Woo-Woo #3, part two

This continues the story from last week

The cabin I booked on airbnb was on a Christmas tree farm. The asphalt drive was freshly sealed, and I took it down to a neat gray house with a fieldstone base. Next to it was a big gray barn with a similar fieldstone base, stones probably plucked from the land.

Roy, the host, stepped from the house to welcome me, then said he needed to go back inside for about five minutes. He called over his shoulder, “Go ahead and check out the shed. I think you’ll like it.”

I looked around for anything resembling a shed, something like a suburban backyard shed, thin and short-lived.

Because the barn was the only structure other than the house, and because the barn door was wide open, I walked inside. It was dim and I waited for my eyes to adjust.

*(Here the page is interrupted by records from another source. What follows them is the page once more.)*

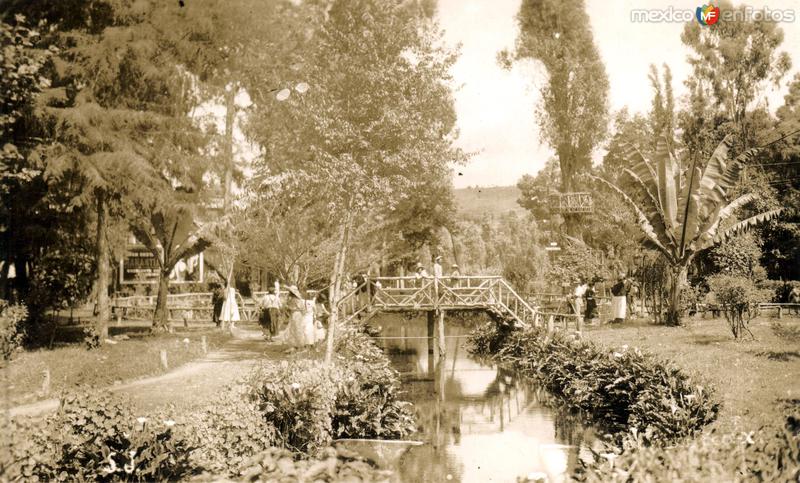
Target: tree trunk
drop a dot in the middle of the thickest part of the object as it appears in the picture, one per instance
(336, 285)
(102, 279)
(230, 111)
(161, 315)
(676, 283)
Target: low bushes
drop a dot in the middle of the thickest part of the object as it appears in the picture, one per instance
(298, 406)
(277, 464)
(226, 432)
(310, 405)
(12, 332)
(739, 298)
(620, 389)
(770, 454)
(94, 439)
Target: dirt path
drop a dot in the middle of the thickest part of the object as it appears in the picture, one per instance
(189, 384)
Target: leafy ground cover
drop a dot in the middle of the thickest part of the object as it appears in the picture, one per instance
(275, 424)
(73, 365)
(619, 388)
(753, 379)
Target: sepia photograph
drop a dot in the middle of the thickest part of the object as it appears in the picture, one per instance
(400, 241)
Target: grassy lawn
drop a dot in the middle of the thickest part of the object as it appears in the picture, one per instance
(753, 379)
(71, 364)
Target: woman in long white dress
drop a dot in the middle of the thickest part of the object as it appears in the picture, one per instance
(300, 330)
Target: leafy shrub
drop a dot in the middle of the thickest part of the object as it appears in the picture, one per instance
(739, 298)
(227, 431)
(91, 337)
(367, 398)
(94, 438)
(785, 331)
(298, 398)
(310, 405)
(12, 332)
(277, 464)
(780, 289)
(621, 389)
(769, 454)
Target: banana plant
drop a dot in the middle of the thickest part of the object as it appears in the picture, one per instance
(683, 213)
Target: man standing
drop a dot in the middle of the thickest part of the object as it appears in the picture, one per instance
(619, 295)
(437, 267)
(580, 292)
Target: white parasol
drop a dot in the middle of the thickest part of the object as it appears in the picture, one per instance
(230, 310)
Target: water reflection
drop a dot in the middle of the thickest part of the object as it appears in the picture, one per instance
(480, 422)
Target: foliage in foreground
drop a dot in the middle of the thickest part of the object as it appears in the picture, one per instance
(769, 454)
(265, 427)
(739, 299)
(94, 439)
(276, 464)
(310, 405)
(12, 332)
(620, 389)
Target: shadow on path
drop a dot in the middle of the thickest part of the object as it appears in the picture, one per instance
(192, 383)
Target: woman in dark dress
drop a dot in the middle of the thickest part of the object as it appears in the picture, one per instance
(591, 302)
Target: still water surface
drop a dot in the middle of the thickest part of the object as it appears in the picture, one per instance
(479, 422)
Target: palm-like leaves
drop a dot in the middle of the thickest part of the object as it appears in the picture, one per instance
(681, 217)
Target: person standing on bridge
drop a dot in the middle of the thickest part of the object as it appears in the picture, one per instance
(619, 302)
(437, 267)
(580, 292)
(455, 273)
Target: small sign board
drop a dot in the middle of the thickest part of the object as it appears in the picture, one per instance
(140, 266)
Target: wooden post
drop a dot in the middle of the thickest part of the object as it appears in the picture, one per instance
(46, 382)
(442, 345)
(433, 354)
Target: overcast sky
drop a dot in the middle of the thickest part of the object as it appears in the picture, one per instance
(496, 107)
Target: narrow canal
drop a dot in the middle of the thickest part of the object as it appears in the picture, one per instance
(479, 422)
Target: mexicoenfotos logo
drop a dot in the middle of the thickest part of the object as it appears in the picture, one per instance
(710, 14)
(707, 14)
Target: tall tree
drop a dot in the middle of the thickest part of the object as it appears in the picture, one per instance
(574, 109)
(376, 123)
(23, 187)
(732, 63)
(680, 221)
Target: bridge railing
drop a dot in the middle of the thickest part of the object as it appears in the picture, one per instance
(428, 293)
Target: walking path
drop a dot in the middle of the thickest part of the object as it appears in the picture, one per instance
(189, 384)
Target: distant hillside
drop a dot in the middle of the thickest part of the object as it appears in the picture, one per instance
(495, 200)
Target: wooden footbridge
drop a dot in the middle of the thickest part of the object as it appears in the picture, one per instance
(491, 294)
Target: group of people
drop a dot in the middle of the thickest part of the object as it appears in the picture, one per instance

Something overhead caught some light. I looked up. It was a wooden pterodactyl, the kind they sell in museum stores as a kit, assembled and flying overhead. The wingspan had to be six feet.

I looked around. There was a knight in armor at the far end, hanging from a ceiling rafter, positioned where the cross would be if this was a church. There was a figure made from coffee cans at the knight’s side. There was a turtle made from a sledding disk and machine parts. There was more, so much more. There were so many things my eyes had trouble seeing them all.

I was standing in Trent’s barn, and I gasped.

Not his barn, because it was decorated by a different man, with different things. But these two men had decorated their barns like I’d not seen anywhere else, hanging whatever they loved wherever they pleased.

“Found you!” It was Roy. He took me on a barn tour, pointed out a few things, explained that the coffee cans next to the Knight were his Page. I wondered where Roy’s woodstove was. This man, in Wisconsin, has got to have a woodstove. It was off to the side, in a little room built with plywood sheets and draped blankets, like an indoor fort built by kids. It was the warming room for people who came to cut Christmas trees.

The last two things Roy pointed out were his mother’s Hudson’s Bay coat, the white between the broad yellow, red, and green stripes now a dusty brown. Hanging next to the coat was a pair of red and black plaid wool pants.

“Those were my grandfather’s hunting pants,” said Roy.

“Woolrich red plaid,” I replied.

Trent’s beloved Uncle OT had a Woolrich red plaid hunting coat. I had given Trent a coat just like it for our first Christmas.

Yep, Trent was making his presence known.

Roy led me back to the little cabin, driving his golf cart, followed by his aged border collie Beatrice struggling to keep up, followed by me in my Honda trying not to hit Beatrice. Outside the cabin, Roy gestured to the outhouse, then led me inside and showed me what I needed to know. He made sure I understood the difference between the wood stacked by the outside firepit (for making s’mores) and the wood stacked by the front door (for heating the cabin).

Back behind some trees behind the cabin, Roy showed me how to start the generator (like a pull-start lawnmower), but it kept dying. “Oh, I know how this goes,” I thought, but said nothing.

Roy said it probably needed a new sparkplug and headed back home to get one. I hauled my stuff from the car, remembered my flashlight, and went back for that. Roy and I passed on his way back to the generator. As I laid out my things so I could easily find them later, with just the light from a flashlight, the electricity came on. The cabin filled with light. For about five seconds. Then all the lights went off.

I needed to tell Roy what was going on.


Chewing the Cud of Good

Closeup of a goldendoodle's fur with a hand on the fur

Thankful for the pleasure of the company of a good dog.